After Ripple left, Zurich reviewed Ripple’s business email and
learned that in August 2016, months before his resignation, Ripple had
already started his business, RBI LLC (“RBI”), with John Bonner, a former
F&I director for EvS Auto Group, a Zurich customer. Ripple, for his part,
states that although Bonner registered the name of RBI with the Wisconsin
Department of Financial Institutions in August 2016, he and Bonner did
not draft any organizational documents, otherwise operate RBI, or reach
out to customers on RBI’s behalf until after Ripple left Zurich.
Page 6 of 16
Zurich also learned that, for several months prior to his departure,
Ripple emailed confidential and trade secret information from Zurich to
his RBI email account as well as to his and his wife’s personal email
accounts. Zurich states that this information “would give any competitor
an immediate and substantial competitive advantage.” (Docket #9 at 11).

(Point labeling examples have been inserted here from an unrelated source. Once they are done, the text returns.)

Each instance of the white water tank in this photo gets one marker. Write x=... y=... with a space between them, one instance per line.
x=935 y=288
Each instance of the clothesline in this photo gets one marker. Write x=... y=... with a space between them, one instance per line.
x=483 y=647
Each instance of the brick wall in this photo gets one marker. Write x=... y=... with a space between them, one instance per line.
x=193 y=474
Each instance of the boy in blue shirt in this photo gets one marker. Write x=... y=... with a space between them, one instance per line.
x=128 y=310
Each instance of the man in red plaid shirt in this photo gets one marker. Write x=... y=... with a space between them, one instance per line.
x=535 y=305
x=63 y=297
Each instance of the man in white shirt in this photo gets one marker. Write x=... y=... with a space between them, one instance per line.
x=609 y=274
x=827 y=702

Ripple maintains that he did not take Zurich’s trade secrets or
confidential information and is not using any such information to unfairly
compete with Zurich. He says that he sent e-mails to his personal e-mail
account because it was easier to use his personal computer to work on
presentations and other projects for Zurich. Ripple states that Zurich
knew he worked from home often, including during the time following
his December 13, 2016 back surgery, when he worked from home
exclusively. Ripple sometimes sent e-mails to his wife’s account so that
she could help with styling, formatting, making labels, and other similar
tasks. He claims Zurich knew that his wife helped with such tasks and
encouraged the practice. Finally, Ripple states that a significant number of
the supposedly confidential e-mails and documents about which Zurich
complains contained information that was readily available or freely
shared with Zurich’s customers and potential customers without
confidentiality protections. For example, Ripple states that “[p]ricing and
fees charged to an auto dealer are an ‘open book’ in this industry.”
(Docket #16 at 12).
At the end of January 2017, Ripple had second thoughts about his
departure from Zurich and contacted Eric Hart, a Zurich executive, to
inquire about the possibility of returning to Zurich in some capacity. Hart
told Ripple that Ripple’s position had been filled, but that Zurich would
be willing to explore whether there were other opportunities available.
Page 7 of 16
The two men met on February 2, 2017, at Zurich’s Waukesha office to
discuss Ripple’s possible return to Zurich. At that meeting, “Hart
confronted Ripple about his formation of his business, RBI (while still
employed by Zurich) and the fact that Ripple had sent Zurich’s
confidential and trade secret information to his personal email accounts.”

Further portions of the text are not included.